MCT detectors require liquid nitrogen (77 K) or Stirling-cycle cryocooling; InSb detectors operate at 77 K only. Integrated dewar interfaces support both LN₂ fill ports and closed-cycle compressor connections.
Can the SiC source be modulated at frequencies above 1 kHz?
Yes—the source driver supports square-wave modulation up to 5 kHz with <100 ns rise/fall times, enabling lock-in detection schemes for enhanced signal-to-noise in low-light transient experiments.

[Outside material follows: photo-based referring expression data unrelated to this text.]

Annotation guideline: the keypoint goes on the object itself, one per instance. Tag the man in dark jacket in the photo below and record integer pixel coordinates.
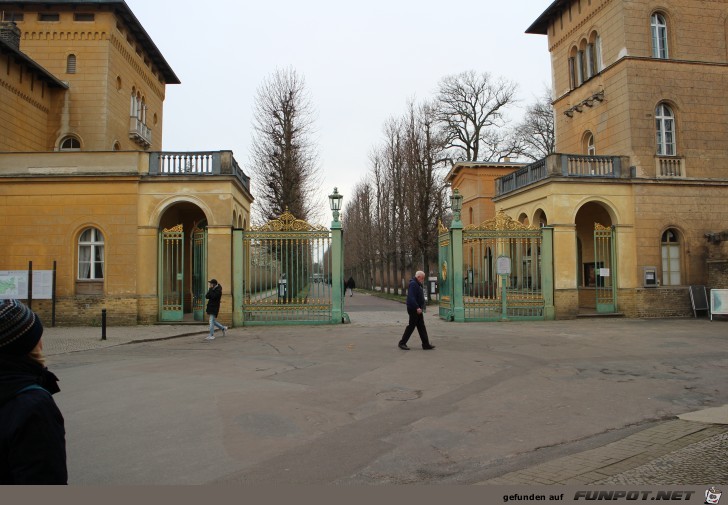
(214, 294)
(32, 431)
(415, 309)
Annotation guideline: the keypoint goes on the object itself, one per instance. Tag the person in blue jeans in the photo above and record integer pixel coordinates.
(415, 309)
(214, 294)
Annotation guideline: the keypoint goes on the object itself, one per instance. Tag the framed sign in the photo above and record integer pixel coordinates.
(698, 298)
(503, 265)
(718, 302)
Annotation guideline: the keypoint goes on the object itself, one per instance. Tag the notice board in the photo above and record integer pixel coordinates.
(718, 302)
(699, 299)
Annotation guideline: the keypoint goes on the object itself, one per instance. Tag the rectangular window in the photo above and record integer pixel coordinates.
(589, 61)
(49, 16)
(580, 68)
(572, 73)
(83, 16)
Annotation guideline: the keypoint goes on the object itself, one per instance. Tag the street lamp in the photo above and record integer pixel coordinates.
(335, 203)
(456, 204)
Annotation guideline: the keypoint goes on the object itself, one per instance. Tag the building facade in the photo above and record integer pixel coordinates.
(637, 194)
(84, 184)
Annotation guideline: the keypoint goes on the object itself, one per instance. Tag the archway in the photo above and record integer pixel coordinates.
(596, 258)
(182, 262)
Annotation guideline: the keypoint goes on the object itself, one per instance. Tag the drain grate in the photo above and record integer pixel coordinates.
(399, 395)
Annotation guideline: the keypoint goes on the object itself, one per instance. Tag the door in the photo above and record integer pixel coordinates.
(199, 273)
(605, 271)
(171, 274)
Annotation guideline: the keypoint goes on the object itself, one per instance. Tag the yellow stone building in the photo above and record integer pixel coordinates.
(84, 183)
(637, 194)
(476, 183)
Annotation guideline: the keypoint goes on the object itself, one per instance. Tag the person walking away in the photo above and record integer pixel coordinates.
(415, 310)
(214, 294)
(32, 429)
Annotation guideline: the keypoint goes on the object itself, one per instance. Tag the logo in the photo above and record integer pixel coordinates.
(712, 495)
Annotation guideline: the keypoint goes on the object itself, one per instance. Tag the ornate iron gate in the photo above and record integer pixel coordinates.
(287, 273)
(171, 274)
(199, 273)
(502, 271)
(605, 268)
(444, 283)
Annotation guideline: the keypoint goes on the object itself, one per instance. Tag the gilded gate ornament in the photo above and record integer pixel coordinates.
(501, 221)
(288, 222)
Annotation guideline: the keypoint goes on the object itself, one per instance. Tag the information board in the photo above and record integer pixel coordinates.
(718, 302)
(698, 298)
(14, 284)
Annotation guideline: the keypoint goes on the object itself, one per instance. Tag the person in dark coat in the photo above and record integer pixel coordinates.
(32, 429)
(415, 310)
(214, 294)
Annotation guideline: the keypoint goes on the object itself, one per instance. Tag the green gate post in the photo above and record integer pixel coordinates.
(456, 243)
(238, 277)
(547, 272)
(337, 264)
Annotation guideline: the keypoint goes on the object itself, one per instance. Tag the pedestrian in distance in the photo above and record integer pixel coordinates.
(32, 429)
(214, 294)
(415, 310)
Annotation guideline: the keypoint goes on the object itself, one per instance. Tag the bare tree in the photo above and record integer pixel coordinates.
(471, 110)
(282, 155)
(536, 132)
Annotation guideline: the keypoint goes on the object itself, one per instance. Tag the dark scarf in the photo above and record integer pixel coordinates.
(17, 373)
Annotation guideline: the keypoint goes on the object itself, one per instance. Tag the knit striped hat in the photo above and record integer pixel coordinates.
(20, 328)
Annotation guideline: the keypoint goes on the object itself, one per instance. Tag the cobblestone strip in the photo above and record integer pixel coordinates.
(673, 452)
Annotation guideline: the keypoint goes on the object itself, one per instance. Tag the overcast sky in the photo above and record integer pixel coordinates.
(361, 63)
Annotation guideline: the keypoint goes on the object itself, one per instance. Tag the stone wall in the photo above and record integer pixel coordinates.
(86, 311)
(662, 302)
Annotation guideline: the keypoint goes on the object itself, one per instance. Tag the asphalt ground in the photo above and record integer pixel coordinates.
(586, 401)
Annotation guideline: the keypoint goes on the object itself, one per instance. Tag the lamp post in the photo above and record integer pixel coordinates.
(337, 260)
(456, 243)
(456, 204)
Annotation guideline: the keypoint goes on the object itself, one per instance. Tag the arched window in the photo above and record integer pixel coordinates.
(71, 64)
(90, 255)
(589, 148)
(665, 130)
(659, 36)
(70, 144)
(670, 258)
(594, 54)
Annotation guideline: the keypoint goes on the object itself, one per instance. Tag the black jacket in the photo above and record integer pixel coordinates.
(415, 296)
(32, 431)
(213, 299)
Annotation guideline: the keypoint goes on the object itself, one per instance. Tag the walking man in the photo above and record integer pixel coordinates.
(214, 294)
(415, 309)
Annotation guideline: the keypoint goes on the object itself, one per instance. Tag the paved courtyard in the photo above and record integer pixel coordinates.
(588, 401)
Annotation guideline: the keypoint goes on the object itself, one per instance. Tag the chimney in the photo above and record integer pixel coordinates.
(10, 34)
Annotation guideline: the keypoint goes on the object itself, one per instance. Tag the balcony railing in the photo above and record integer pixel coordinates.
(560, 165)
(202, 164)
(139, 132)
(670, 166)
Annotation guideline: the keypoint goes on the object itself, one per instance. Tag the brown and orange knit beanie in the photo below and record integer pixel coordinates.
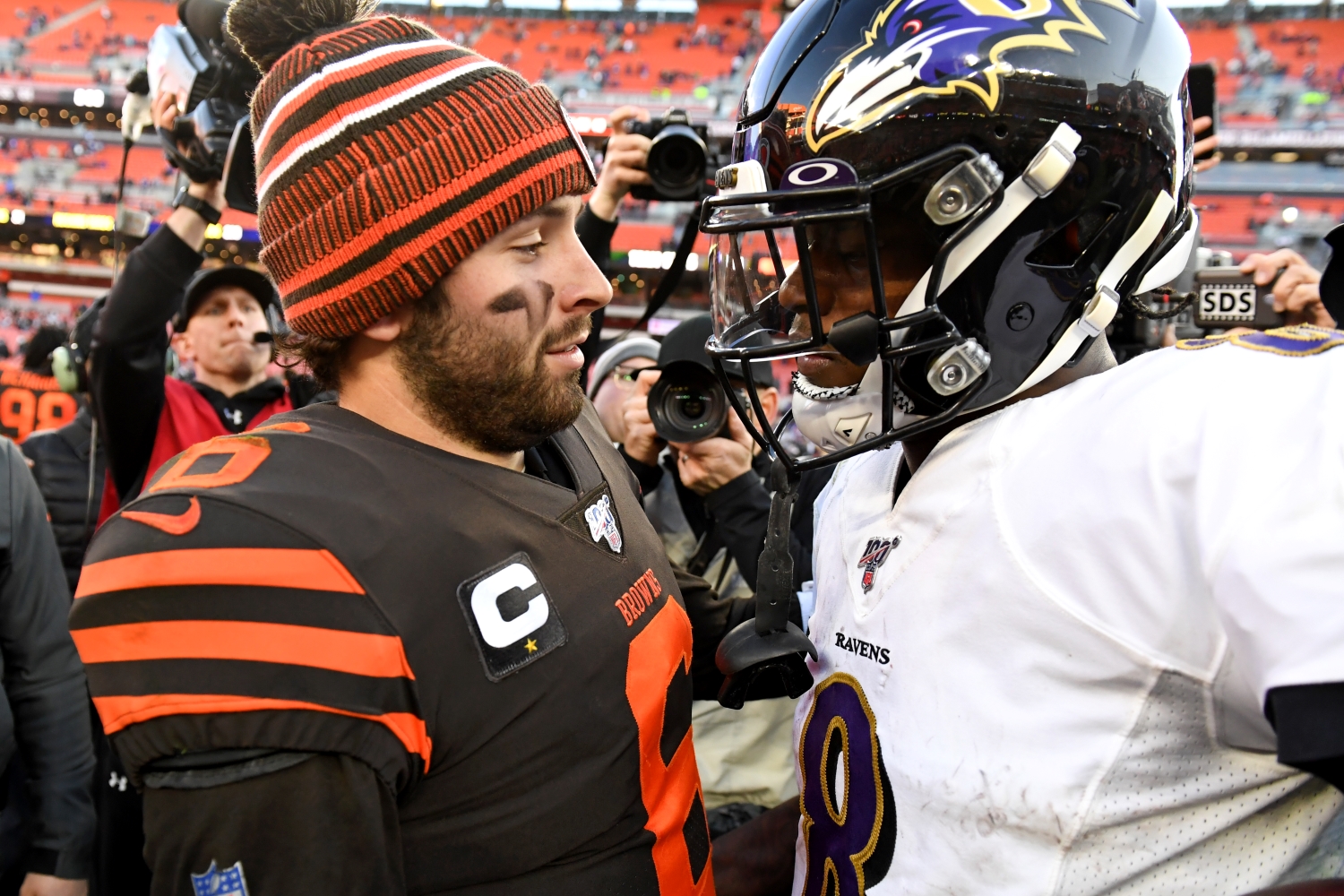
(386, 155)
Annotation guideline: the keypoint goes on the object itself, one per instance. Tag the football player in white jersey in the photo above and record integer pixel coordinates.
(1078, 626)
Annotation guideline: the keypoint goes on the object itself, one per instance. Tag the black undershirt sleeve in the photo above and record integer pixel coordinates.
(131, 341)
(325, 826)
(596, 237)
(1309, 723)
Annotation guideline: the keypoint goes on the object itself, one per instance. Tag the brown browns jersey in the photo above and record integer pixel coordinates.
(511, 657)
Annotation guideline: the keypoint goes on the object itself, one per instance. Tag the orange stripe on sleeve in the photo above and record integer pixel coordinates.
(379, 656)
(263, 567)
(121, 712)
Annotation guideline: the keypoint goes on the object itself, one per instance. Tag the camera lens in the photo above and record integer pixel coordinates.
(687, 405)
(676, 161)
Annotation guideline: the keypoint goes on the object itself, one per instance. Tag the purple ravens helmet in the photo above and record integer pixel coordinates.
(1040, 152)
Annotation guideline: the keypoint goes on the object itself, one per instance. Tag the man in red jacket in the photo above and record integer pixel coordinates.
(220, 325)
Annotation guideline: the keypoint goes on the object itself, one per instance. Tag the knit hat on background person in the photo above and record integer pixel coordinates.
(387, 155)
(618, 354)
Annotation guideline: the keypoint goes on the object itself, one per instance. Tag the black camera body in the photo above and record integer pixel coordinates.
(688, 403)
(1226, 298)
(211, 81)
(679, 160)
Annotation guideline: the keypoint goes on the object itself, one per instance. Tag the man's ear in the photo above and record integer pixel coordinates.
(389, 327)
(182, 346)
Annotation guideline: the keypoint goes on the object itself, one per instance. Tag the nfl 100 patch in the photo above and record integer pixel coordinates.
(220, 882)
(594, 519)
(874, 555)
(1292, 341)
(511, 616)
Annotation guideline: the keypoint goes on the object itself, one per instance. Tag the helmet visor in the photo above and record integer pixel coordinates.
(746, 271)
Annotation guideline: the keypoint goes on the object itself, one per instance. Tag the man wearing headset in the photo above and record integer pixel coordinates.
(220, 324)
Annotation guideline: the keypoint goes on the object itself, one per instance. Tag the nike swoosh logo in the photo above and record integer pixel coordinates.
(169, 522)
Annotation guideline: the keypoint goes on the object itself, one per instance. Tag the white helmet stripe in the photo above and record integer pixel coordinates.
(1018, 198)
(1105, 301)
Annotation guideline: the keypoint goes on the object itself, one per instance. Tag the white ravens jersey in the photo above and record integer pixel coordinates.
(1043, 669)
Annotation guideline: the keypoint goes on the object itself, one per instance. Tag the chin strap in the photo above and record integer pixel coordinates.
(766, 657)
(1105, 301)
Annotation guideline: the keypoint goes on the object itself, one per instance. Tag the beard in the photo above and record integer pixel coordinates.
(486, 389)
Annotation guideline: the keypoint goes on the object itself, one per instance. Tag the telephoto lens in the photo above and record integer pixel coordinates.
(687, 403)
(679, 156)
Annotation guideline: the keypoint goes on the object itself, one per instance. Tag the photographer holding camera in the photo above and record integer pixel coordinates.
(220, 324)
(624, 164)
(703, 482)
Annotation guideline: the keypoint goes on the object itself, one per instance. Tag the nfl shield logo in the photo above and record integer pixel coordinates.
(215, 882)
(602, 522)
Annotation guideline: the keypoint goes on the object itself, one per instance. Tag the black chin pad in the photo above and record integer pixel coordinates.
(780, 677)
(857, 338)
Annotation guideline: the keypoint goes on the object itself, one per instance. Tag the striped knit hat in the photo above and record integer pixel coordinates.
(384, 156)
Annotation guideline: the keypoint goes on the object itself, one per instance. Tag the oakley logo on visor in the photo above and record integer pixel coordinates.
(819, 172)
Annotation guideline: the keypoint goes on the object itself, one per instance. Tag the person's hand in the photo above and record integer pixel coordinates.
(1297, 292)
(47, 885)
(164, 109)
(710, 463)
(623, 166)
(642, 440)
(1206, 144)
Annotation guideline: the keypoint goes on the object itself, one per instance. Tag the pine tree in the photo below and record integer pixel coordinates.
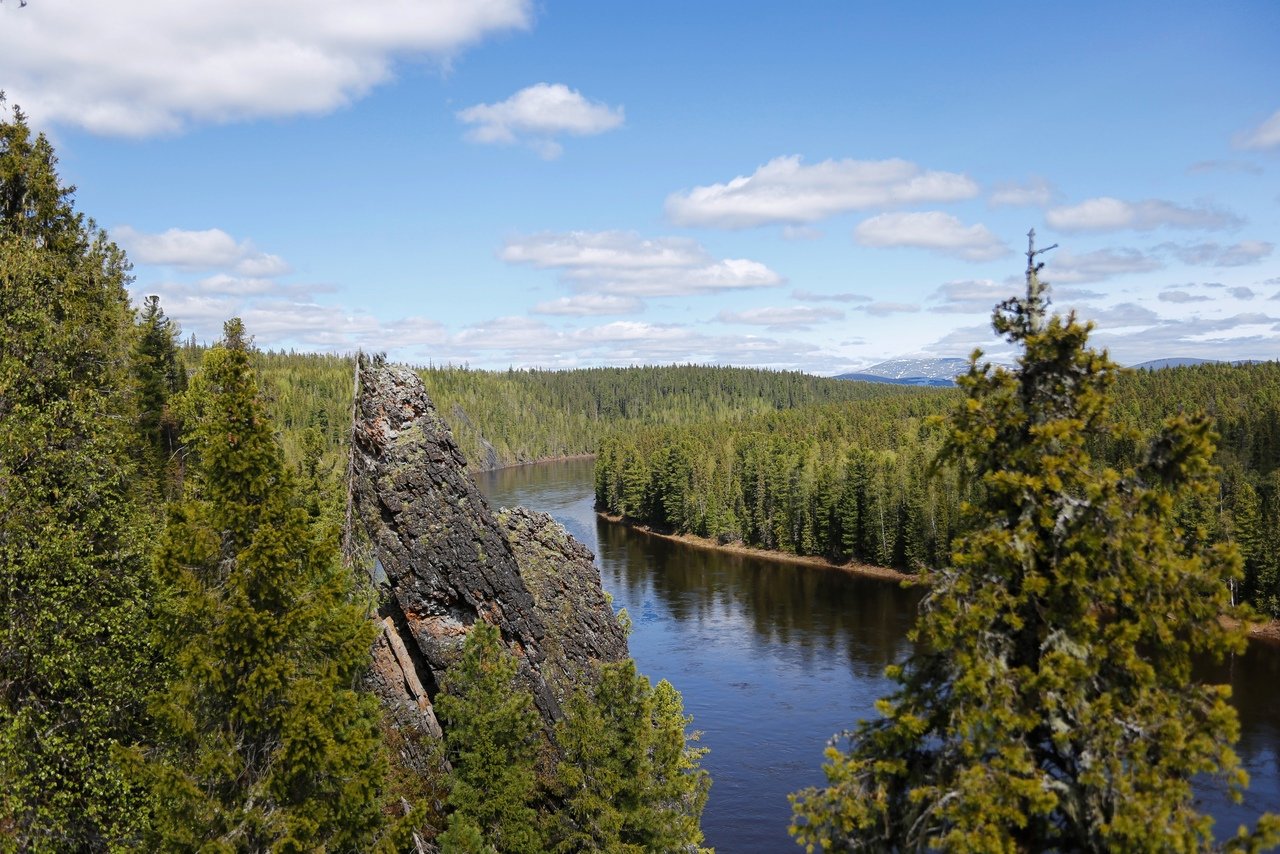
(629, 780)
(492, 731)
(1050, 702)
(73, 581)
(159, 378)
(266, 745)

Is vacuum compatibility standard or optional?
Vacuum-rated optical housing and feedthroughs are available as factory-installed options (≤10⁻⁵ mbar); standard configuration operates at ambient pressure with purge gas ports for dry-air or N₂ purging.
Does the system support external laser pump synchronization?
Yes—TTL-compatible trigger inputs accept external pump laser sync signals (rise time <5 ns) with adjustable delay (0–10 ms, 10 ps resolution) via integrated digital delay generator.
What calibration standards are supplied with the instrument?
NIST-traceable polystyrene film (for wavenumber accuracy), certified blackbody reference source (for radiometric calibration), and CO/CO₂ gas cells (for line position validation in 2000–2400 cm⁻¹ range).